In 1968, Richard Nixon won the national popular vote by 511,944 votes, which was less than a 1% margin. Only 6.7% of votes fell in this wasted votes category. Eight years later in 1976 as Jimmy Carter was winning the national popular vote by 1.7 million votes for a two-point win similar to Clinton’s 2016 performance. However, only 6.3% of all votes fell in this wasted votes category. Carter had nearly double that Gerald Ford did (8.3% to 4.4%) but that is to be expected of someone who is winning.
And in the 21st century the polarization is true even in close contests where the national popular vote winner is winning the Electoral College.
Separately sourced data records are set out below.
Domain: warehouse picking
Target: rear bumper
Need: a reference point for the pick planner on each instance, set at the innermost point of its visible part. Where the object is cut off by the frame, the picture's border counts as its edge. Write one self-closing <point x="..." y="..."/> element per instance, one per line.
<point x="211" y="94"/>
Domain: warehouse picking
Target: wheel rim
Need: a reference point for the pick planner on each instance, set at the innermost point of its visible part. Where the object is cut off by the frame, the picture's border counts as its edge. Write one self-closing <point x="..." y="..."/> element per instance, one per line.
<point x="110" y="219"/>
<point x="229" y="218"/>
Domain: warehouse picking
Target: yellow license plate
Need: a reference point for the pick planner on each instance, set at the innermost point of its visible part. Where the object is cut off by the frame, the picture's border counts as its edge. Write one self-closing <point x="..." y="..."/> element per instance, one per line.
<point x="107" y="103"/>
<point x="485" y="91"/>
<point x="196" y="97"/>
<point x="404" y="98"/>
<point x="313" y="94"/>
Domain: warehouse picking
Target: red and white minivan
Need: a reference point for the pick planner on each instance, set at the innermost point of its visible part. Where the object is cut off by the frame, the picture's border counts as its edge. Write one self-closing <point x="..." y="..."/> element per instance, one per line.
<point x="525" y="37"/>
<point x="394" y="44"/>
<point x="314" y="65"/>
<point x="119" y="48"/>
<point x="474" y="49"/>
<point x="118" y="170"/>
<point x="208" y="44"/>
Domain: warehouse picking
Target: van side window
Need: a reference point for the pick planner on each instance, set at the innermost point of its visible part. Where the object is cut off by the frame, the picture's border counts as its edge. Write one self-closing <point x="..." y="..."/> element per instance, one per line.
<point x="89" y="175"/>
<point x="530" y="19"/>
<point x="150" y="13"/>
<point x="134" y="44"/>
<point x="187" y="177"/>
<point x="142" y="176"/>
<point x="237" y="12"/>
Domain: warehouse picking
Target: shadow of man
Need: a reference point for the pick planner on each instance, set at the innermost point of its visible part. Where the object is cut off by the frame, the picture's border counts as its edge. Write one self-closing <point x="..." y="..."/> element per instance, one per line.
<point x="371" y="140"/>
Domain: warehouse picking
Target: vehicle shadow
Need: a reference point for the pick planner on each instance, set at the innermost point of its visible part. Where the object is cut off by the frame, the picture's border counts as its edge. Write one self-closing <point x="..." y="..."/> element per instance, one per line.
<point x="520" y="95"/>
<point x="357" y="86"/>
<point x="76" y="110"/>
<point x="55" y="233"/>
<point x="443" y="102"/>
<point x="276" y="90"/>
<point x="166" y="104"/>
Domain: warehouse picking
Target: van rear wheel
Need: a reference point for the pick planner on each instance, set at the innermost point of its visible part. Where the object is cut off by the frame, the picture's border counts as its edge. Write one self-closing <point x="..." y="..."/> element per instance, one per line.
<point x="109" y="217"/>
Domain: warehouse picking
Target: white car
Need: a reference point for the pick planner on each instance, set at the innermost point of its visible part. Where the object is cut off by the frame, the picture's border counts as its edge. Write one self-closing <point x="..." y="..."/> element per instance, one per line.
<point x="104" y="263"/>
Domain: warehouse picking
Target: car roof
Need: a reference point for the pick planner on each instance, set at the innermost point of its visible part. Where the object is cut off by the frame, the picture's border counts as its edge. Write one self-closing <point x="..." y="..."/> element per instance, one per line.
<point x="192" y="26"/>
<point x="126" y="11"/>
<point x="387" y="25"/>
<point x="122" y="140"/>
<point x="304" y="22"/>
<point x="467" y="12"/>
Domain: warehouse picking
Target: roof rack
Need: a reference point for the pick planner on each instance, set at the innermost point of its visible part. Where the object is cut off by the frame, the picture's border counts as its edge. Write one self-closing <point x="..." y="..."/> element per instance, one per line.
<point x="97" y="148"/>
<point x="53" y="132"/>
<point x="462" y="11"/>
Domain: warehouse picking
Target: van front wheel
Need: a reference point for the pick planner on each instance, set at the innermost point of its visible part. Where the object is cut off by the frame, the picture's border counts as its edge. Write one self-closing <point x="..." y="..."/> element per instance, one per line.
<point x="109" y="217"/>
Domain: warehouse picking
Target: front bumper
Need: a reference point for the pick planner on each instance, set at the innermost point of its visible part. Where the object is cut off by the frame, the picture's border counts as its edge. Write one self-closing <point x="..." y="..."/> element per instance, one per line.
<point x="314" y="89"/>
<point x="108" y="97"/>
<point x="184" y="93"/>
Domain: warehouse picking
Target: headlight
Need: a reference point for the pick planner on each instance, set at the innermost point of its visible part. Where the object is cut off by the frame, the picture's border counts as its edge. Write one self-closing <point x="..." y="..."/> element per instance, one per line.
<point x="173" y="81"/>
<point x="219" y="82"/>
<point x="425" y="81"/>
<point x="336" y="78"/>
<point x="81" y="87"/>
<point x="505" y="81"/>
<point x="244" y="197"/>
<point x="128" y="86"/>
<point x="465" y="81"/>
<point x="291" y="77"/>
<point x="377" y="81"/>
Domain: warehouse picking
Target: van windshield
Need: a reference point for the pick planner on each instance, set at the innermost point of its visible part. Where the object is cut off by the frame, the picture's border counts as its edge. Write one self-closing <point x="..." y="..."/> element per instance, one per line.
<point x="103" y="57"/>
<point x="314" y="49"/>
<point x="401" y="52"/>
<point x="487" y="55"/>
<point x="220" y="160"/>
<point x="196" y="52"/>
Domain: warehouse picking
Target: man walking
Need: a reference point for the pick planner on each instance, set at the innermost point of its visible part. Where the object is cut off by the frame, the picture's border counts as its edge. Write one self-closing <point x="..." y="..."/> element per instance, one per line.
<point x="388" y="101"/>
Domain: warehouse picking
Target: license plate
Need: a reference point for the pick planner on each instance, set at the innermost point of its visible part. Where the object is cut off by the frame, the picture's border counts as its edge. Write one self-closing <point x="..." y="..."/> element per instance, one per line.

In 2004, George W. Bush won by a tad over 3 million votes in the national popular vote, but won the election by 118,601 in Ohio, which would have tipped the election to Kerry. The percentage of wasted votes nationwide was 11.9%, similar to 2000, but Kerry’s percentage was 9.8%, and Bush’s was 14.1%. Again, Bush’s number is a bit high but that is because the Electoral College almost worked in Democrats’ favor to overturn the nationwide will of the electorate.
If you could go back in time and give the Clinton campaign an extra 77,747 votes to distribute wherever they want, Clinton could win the Electoral College by a 278 to 260 margin by picking up Michigan, Pennsylvania, and Wisconsin by one vote each.
By comparison, Gore would be able to win 296 Electoral votes to Bush’s 242 with just an extra 7,750 votes to distribute to Florida and New Hampshire. He wouldn’t even need the extra 70,000 votes Hillary Clinton required.
Democrats need to remember that winning more votes only translates into beating Trump if they win them in the right places.
Looking toward 2020, it is important for Democrats to remember that winning more votes only translates into beating Trump if they win them in the right places. Obviously, campaigns target potential voters in certain states through canvassing, phone banking, advertisements, and direct mail, but how they craft a national message and narrative will be the most important thing in determining if they can win new voters, or lose others, in the decisive states.
If Democrats want to win power in 2020, and not just more votes, they will have to make sure they are not just turning blue places bluer. With political polarization continuing to push blue states and red states further away from each other, Democrats must concentrate on improving on the 2016 margin in places where more votes will translate to winning the electors necessary to win the White House.